Plaintiff is Top Judge; Who Hears Appeal?
It’s a basic premise of constitutional law that litigants are entitled to a fair trial. Thus, when a judge is even peripherally involved in a lawsuit, he or she routinely steps aside and lets another jurist hear the case. But what happens when all the judges in the system are at least peripherally involved in the case?
Unlikely as it might seem, that is precisely the problem faced by the Illinois appellate court system right now, in an ongoing libel case, points out the Chicago Tribune in an editorial today. Brought by the chief justice of the Illinois Supreme Court against the Kane County Chronicle and former columnist Bill Page, the case is now under appeal following a $7 million judgment–since reduced to $4 million–in favor of Chief Justice Robert R.Thomas. The article, written by Page, had accused Thomas of improper judicial conduct.

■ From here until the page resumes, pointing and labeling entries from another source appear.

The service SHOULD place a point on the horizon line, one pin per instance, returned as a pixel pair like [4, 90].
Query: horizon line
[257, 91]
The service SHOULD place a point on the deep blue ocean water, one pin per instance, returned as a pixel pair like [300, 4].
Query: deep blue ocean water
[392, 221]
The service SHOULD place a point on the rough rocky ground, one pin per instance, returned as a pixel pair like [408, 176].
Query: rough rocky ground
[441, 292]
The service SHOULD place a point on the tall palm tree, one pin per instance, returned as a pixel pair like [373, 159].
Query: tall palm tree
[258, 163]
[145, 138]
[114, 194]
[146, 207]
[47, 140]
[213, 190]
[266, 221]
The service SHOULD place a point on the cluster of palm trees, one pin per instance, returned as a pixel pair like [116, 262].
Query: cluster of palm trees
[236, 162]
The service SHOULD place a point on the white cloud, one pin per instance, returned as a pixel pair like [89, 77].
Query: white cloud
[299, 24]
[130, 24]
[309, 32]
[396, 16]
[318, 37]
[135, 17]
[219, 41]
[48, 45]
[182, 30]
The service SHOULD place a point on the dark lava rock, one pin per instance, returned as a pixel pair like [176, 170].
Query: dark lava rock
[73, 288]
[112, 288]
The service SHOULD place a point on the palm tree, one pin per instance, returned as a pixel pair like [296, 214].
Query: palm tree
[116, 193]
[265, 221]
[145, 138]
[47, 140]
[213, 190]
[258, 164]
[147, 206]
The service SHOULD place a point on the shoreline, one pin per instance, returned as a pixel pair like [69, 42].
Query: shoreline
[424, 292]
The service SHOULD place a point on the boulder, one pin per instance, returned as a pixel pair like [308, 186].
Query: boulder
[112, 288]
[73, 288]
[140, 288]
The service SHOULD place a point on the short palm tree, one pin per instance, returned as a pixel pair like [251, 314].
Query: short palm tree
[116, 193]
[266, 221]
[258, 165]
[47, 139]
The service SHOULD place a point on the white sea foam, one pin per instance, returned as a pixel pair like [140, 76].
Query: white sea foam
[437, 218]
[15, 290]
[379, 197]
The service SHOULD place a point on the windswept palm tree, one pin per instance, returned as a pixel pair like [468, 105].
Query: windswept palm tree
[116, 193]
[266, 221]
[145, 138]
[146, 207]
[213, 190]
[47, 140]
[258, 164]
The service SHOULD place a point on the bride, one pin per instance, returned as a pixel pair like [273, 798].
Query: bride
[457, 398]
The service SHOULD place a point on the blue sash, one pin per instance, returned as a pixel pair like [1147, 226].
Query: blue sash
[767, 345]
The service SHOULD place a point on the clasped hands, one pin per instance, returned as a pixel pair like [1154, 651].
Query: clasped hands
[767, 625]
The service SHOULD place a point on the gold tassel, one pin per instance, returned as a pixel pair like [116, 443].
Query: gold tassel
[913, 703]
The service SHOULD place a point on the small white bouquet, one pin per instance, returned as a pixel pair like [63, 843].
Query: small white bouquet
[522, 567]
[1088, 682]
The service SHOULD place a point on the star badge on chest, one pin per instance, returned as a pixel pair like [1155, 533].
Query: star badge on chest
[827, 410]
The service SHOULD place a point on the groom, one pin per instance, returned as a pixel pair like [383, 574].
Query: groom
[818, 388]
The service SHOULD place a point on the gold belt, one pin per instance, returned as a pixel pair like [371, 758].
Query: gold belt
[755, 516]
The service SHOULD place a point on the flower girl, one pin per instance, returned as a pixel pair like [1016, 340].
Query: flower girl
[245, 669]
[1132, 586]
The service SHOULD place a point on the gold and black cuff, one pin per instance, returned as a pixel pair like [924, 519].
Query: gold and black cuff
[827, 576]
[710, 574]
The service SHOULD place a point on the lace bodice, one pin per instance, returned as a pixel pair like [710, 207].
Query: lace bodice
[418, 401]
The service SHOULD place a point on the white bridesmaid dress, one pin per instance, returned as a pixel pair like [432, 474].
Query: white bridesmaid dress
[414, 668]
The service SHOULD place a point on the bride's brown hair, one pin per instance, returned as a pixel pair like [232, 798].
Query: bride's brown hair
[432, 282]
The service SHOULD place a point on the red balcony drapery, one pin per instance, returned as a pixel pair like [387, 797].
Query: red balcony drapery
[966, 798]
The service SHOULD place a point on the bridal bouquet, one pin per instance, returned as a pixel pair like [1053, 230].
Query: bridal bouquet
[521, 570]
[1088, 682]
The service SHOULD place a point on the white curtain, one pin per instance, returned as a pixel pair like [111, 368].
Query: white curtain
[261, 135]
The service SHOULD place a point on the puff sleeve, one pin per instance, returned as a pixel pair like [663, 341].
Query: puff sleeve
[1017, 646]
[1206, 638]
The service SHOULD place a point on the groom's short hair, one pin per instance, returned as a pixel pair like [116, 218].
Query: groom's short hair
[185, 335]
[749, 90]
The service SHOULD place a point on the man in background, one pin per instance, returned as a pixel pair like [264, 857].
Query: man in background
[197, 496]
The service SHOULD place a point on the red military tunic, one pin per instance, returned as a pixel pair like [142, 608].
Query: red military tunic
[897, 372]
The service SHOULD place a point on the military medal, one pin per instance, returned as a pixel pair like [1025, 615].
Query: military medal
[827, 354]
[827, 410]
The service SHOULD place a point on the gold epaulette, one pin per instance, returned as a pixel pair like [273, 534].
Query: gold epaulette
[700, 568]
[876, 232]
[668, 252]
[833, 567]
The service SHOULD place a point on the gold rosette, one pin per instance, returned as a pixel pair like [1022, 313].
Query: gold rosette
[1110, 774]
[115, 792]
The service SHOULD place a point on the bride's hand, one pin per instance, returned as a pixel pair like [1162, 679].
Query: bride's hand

But meanwhile the newspaper filed a lawsuit in federal court last week, contending that all seven justices of the state supreme court, three appellate judges and the trial judge are not impartial, because they are colleagues of Thomas, and hence cannot hear the case without violating the Chronicle’s 14th amendment right to a fair trial, reports the Chicago Tribune. By Friday, ironically, the federal judge initially assigned to the case had recused herself, saying that she formerly served on the state appellate court and hence might be perceived as biased, although she thought she could be fair.
While the eventual outcome is uncertain, two things are clear. First, some judge, somewhere, is now going to have to figure out who properly hears an appeal of a state-court case that directly involves, as a plaintiff, the state’s number one judge. Second, whatever happens, this case is unlikely to be finally decided anytime soon.
“Welcome to the libel case from hell,” says today’s Tribune editorial, “a collision of crucial rights that has no obvious outcome – other than a probable claim of injustice from either Thomas or the Chronicle.”